Collaborations to get the NCATS Library of Industry provided reagents

Its seems a while since I blogged on the absolutely bizarre posting of 58 molecules as the ‘library of industry provided reagents’ to be used as a starting point for repurposing – without posting structures. Since my last Blog I have become aware of at least 3 specific groups trying to collate the molecules, Tudor Oprea¬† and collaborators at UNM and elsewhere..Chris Lipinski and Chris Southan. At the recent ACS in Philly. Chris Lipinski presented his results and I thank him for sharing the data and molecules (he included the Oprea results)..

Chris Lipinski was able to find 36 small molecules and 2 biologics usng CAS SciFinder, Thomson Reuters Integrity, various web postings

Tudor Oprea et al. was able to find 41 small molecules and 2 biologics using US Patents database (IBM), Google, publications

Chris Southan described his approach on his blog and found 30 compounds and put them in PubChem

We have looked at the molecules Chris Lipinski found and could not find a significant difference in a few molecular properties to differentiate those discontinued and those still in clinical trials.

What has not been done so far is look at overlap across all 3 groups above. How can we bring all these efforts together? Are there other efforts to do the same out there? e.g. have NCATS tried to do this?

But the question still resonates WHY?

Why do these 3 groups ‘have to’ collate the molecules?

Why could the NCATS initiative have not posted the molecules on the website or linked to them in PubChem in the first place (would have taken no effort for each company to provide a structure)?

Why did they get groups to propose repurposing the molecules without disclosing molecule structures?

Why is computational analysis not at the forefront of the repurposing efforts before spending experimental resources?

Why oh why did someone not think of this, or did they?

Its not like people have not proposed how to do this kind of thing before.



  1. Antony Williams says:

    I just don’t get why funding was put into the project (and likely a big chunk of money) but no effort put into preparing the SDF file for the community ahead of time. No..instead, anyone interested in computational work has to do all the work to aggregate the data. And that will happen many times. ONE group, the host, should have done the work and asked the rest of us to annotate/curate if we found issues.

  2. sean says:

    Many thanks Tony.
    Based on who put this dataset together it surprises me that there was not even a note as to why structures were not put up. Was it because pharma would not let them, was it because they were afraid we would all rush and generate predictions with models and then they would be inundated with grant proposals? Who knows.

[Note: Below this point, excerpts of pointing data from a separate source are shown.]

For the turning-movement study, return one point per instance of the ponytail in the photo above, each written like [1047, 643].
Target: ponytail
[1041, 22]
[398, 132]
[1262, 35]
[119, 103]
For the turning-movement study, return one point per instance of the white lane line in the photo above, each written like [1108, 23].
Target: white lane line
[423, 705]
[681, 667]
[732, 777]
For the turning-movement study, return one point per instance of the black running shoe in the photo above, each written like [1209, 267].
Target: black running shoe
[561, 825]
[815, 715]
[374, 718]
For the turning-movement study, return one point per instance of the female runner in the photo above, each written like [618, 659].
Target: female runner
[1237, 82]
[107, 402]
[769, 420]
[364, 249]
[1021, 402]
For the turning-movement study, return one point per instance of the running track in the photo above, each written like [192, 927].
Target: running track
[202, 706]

    Again the crowd is doing the work of a govt organization..and not getting paid for it.

  3. sean says:

    My latest post on the identifications is


    Wouldn’t-it-be-nice-if organizations with advanced development candidates published med chem papers, according to MIABE guidelines, where a) the IUPAC string was in direct proximity to the code number in the PubMed abstract (especially for subscriptions journal) b) cited their patent numbers in the article c) submitted the structures to PubChem and ChemSpider (thereby ensuring they were correct off the bat, d) at least check that MeSH had picked up the link correctly and LBNL ensure that ChEMBL curated the paper and captured the assay data that , in turn, went into PubChem Bioassay.

    We can dream I suppose ……

  4. sean says:

    The last Post was from Chris Southan as he was having some problems posting to WordPress..I posted for him.